Chiedendone il perchè a un qualsiasi bevitore di vino dei tempi andati, questi non esitava a disquisire sulle ottime referenze, proprio in materia enologica, del santo. Da qui il singolare protettorato.
Non manca invece, chi afferma che egli fosse addirittura astemio e che in seguito al celebre e controverso episodio, fondato un monastero assieme a ottanta discepoli, la virtuosa compagnia trascorse i suoi giorni nella totale astinenza a Bacco.
In realtà, il collegamento fra san Martino e il vino, nasce in modo del tutto incidentale.
Parecchio a causa dell'abusata rima. La restante parte trova conferma nel casuale legame fra 1'11 novembre, giorno dedicato al santo, e il periodo della trasformazione del mosto in vino: a san Martinu ogni mustu è vintl. E poi ancora: Ppi san Martinu si tasta lu vinu; si vivi lu vinu e chi più ne ha più ne mette, e chi non lo beve non va in paradiso e rischia di vedere trasformato il vino in aceto!
Allora in questa giornata occorreva fare baldoria. Mangiare e soprattutto bere a sazietà. Magari inzuppando i cosiddetti biscotti di san Martino nel.. .moscatello. Al termine di un lauto pranzo. Perché a Palermo era in uso organizzare dei gran banchetti. A base soprattutto di tacchino. L'usanza è riferita da Enrico Onufrio, Guida pratica per Palermo, anno 1882. Egli parla di abitudine così inveterata, che tu non sai bene se la festa sia in onore del dio Martino o del dio tacchino: è un bellissimo argomento per un archeologo conclude. Mentre Pitrè ricomincia:
Non è a dire la baldoria che si fa per il pranzo di questo giorno... . Si mangia a crepapelle e si sbevazza fino alla sazietà; conseguenza: chiacchierio, vocìo, urli, un vero baccano. . . così si crede di fare onore al santo.
Povero Martino.
Perché se da noi non si banchetta, quanto meno non dimentichiamo di fare uno spuntino a base di muffuletto imbottito con semplice mortadella o condito con sale e olio. A S. Vito Lo Capo con il vino (ancora) cotto.

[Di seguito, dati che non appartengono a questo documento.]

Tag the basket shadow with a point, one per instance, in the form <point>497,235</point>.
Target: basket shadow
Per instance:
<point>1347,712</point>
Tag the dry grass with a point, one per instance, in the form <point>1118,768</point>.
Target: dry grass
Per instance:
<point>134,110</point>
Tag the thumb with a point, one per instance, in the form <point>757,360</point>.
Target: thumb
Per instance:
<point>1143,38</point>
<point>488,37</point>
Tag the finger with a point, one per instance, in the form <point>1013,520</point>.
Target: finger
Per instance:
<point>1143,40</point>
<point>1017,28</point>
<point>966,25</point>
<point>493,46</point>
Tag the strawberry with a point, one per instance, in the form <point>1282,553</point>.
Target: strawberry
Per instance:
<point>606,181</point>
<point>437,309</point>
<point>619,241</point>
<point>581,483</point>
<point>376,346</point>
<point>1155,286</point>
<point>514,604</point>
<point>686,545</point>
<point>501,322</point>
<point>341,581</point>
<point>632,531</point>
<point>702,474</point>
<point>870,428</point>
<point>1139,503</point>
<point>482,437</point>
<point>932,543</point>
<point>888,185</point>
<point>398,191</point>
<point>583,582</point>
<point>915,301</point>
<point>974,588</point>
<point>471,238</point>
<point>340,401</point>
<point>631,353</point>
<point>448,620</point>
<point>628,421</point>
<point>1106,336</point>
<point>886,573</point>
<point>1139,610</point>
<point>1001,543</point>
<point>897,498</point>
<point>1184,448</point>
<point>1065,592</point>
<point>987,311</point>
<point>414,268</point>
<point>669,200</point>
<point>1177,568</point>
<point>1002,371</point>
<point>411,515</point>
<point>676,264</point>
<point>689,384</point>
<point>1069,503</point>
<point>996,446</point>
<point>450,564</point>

L'usanza è un tantino confusa. Intanto nell'agrigentino chiamano muffulette (cu cimulu duci, ossia coi semi di finocchio) i pani tirati in luglio a san Calogero, di fatto meglio paragonabili ai nostri francesini, sia come forma che per consistenza.

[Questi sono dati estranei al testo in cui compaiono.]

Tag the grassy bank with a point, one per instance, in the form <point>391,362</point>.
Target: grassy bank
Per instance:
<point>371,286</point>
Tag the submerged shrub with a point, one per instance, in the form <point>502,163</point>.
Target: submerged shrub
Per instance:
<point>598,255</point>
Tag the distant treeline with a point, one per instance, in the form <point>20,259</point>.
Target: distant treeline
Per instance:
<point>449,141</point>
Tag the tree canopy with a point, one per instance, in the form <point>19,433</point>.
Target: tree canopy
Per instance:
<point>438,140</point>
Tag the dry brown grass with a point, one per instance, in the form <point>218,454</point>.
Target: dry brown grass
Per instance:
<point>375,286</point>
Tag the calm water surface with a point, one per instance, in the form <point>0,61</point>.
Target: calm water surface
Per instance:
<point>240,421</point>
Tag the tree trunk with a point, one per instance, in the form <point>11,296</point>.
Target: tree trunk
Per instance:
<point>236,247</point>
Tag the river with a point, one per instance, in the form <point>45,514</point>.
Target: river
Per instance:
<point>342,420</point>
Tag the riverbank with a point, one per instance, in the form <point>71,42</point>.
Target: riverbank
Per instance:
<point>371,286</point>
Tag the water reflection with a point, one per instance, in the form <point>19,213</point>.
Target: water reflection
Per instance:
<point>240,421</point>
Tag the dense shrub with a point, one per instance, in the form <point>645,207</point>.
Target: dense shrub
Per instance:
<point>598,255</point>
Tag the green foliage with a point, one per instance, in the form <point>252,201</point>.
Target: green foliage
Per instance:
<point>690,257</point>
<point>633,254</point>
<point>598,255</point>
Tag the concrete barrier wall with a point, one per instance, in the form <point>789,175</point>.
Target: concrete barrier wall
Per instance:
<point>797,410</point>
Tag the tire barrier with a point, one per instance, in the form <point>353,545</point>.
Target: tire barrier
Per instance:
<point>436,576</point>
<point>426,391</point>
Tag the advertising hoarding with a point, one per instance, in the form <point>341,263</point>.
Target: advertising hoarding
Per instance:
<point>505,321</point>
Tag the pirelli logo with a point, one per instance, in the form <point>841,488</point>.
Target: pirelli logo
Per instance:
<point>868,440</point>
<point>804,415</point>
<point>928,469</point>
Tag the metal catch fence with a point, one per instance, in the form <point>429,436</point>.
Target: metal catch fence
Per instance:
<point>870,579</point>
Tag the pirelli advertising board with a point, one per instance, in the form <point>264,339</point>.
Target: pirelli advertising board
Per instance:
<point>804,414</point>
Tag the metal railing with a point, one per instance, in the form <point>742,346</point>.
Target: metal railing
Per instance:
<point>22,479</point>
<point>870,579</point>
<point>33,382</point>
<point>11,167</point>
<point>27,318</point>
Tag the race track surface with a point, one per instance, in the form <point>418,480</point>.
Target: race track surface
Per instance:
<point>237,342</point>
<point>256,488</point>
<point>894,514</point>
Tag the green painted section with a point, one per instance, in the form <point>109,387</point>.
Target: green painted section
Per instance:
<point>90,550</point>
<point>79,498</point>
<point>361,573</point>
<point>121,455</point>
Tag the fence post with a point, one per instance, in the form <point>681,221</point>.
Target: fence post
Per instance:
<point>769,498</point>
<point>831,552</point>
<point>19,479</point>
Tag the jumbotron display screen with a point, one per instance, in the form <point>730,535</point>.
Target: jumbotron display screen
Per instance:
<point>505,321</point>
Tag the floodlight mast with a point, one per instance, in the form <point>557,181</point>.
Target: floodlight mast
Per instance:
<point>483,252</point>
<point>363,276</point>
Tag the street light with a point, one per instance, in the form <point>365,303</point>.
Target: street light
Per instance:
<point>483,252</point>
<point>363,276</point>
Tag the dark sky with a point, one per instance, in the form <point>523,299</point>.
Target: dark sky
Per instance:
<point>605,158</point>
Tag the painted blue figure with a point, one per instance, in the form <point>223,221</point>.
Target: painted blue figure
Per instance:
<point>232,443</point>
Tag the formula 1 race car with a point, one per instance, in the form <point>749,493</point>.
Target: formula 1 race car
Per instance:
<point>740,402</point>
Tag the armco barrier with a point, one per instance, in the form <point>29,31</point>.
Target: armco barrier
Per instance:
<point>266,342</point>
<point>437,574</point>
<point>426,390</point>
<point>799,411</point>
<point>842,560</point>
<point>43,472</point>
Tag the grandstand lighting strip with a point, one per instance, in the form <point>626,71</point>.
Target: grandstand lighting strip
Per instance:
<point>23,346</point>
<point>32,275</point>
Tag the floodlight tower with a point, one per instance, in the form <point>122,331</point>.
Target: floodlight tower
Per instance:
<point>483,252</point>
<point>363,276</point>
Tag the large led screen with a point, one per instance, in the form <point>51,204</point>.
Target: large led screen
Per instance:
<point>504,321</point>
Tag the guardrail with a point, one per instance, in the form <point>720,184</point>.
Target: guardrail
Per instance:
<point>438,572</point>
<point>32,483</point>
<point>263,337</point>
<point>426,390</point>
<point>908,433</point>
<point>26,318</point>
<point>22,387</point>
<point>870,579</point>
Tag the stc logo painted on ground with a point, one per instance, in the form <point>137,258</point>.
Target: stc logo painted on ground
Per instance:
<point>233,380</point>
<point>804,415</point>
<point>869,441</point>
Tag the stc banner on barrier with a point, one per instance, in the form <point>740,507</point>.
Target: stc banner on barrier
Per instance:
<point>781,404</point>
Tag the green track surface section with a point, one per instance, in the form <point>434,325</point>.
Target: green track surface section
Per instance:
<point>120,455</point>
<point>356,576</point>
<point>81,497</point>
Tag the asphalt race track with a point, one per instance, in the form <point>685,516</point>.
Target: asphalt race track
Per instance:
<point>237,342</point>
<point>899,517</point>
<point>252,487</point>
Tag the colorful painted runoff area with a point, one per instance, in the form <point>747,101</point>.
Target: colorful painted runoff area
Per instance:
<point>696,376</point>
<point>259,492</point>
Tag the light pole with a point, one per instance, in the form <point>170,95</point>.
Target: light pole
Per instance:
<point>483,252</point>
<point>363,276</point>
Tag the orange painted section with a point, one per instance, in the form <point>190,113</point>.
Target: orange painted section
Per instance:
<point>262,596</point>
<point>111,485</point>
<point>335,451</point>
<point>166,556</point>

I locali muffuletti, intanto di genere maschile - confermato dal Biundi il quale alla voce muffulettu, non muffuletta, traduce:
pagnotta molle e spugnosa - pare siano il risultato di una distrazione, quando il giorno di san Martino qualcuno aggiunse troppa acqua alla farina. Allora, per rimediare - gettare tutto sarebbe stato uno spreco - pensarono di condire l'impasto con il finocchietto, dandogli infine poca cottura.
Povero Martino, dicevo.
A sentire di queste storie sembrerebbe ormai appartenere al mondo sottosopra dei cavalieri sconfitti nei videogames, altro che privilegio di coprire Dio!

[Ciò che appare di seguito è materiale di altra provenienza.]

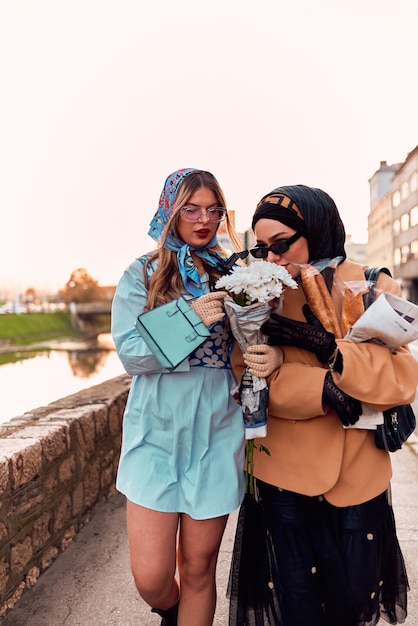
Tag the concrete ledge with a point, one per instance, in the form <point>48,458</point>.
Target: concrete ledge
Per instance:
<point>56,464</point>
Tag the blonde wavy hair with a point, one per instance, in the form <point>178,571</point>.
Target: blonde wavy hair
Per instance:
<point>165,283</point>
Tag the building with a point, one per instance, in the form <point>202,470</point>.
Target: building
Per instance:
<point>393,222</point>
<point>379,249</point>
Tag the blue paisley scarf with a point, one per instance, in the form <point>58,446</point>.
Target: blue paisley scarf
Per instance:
<point>187,268</point>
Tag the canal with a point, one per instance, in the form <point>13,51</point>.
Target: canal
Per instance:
<point>50,375</point>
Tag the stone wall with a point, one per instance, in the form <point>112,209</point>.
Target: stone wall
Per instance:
<point>57,463</point>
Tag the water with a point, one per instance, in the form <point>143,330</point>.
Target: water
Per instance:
<point>49,376</point>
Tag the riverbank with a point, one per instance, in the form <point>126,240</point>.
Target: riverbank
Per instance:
<point>22,334</point>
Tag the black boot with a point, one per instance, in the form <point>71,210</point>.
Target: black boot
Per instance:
<point>169,615</point>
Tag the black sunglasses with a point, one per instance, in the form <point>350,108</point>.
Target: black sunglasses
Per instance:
<point>278,247</point>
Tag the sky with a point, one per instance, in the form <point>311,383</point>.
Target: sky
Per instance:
<point>100,100</point>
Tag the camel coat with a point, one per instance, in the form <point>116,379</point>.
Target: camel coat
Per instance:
<point>311,452</point>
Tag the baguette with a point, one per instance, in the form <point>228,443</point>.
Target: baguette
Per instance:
<point>319,300</point>
<point>352,309</point>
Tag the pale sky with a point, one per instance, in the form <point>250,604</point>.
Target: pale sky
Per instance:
<point>101,99</point>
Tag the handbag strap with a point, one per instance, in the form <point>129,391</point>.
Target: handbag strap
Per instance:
<point>371,274</point>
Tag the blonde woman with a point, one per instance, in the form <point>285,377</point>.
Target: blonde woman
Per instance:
<point>181,466</point>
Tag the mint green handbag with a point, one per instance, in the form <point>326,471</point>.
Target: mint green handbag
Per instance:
<point>172,331</point>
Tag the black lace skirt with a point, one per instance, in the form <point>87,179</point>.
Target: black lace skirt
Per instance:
<point>299,561</point>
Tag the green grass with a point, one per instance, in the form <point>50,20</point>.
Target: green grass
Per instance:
<point>28,328</point>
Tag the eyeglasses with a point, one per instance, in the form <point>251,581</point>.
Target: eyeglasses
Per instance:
<point>278,247</point>
<point>195,214</point>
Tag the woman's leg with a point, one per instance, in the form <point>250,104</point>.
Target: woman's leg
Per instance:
<point>152,545</point>
<point>199,543</point>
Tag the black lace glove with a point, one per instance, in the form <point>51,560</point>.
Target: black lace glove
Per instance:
<point>312,336</point>
<point>348,409</point>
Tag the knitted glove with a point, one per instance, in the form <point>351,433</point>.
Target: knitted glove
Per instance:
<point>311,336</point>
<point>348,409</point>
<point>209,307</point>
<point>262,360</point>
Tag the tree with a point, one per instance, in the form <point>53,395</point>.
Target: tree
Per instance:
<point>81,287</point>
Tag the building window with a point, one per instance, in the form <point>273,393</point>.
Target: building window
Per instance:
<point>405,253</point>
<point>396,199</point>
<point>404,190</point>
<point>414,216</point>
<point>414,248</point>
<point>405,222</point>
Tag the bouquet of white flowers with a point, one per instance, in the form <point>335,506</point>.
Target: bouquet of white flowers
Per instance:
<point>253,290</point>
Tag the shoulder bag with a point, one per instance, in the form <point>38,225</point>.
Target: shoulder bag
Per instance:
<point>399,422</point>
<point>172,331</point>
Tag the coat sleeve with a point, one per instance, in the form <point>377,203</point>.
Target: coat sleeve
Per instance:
<point>377,375</point>
<point>129,301</point>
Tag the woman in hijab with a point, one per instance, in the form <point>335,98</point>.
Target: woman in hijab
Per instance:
<point>182,458</point>
<point>330,545</point>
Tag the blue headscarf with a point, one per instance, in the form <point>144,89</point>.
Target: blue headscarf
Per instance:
<point>187,268</point>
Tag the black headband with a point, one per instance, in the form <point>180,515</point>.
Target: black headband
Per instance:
<point>266,209</point>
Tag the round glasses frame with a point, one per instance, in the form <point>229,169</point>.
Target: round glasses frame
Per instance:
<point>195,214</point>
<point>278,247</point>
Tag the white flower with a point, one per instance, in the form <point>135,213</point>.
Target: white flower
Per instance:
<point>260,281</point>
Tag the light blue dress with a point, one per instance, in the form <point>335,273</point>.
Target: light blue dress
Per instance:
<point>183,433</point>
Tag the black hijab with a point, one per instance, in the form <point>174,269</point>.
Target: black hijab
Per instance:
<point>310,211</point>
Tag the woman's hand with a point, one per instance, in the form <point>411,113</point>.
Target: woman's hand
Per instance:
<point>262,360</point>
<point>311,335</point>
<point>348,409</point>
<point>209,307</point>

Ma io voglio ancora ricordarmelo uguale a quello conosciuto dentro ai libri di lettura delle elementari. Con le nostre buone maestre che ci narravano di un santo eroe dal cuore grande e il mantello e il cavallo e un'arma scintillante che ci faceva impazzire a solo immaginarla, quella spada dall'elsa d'oro.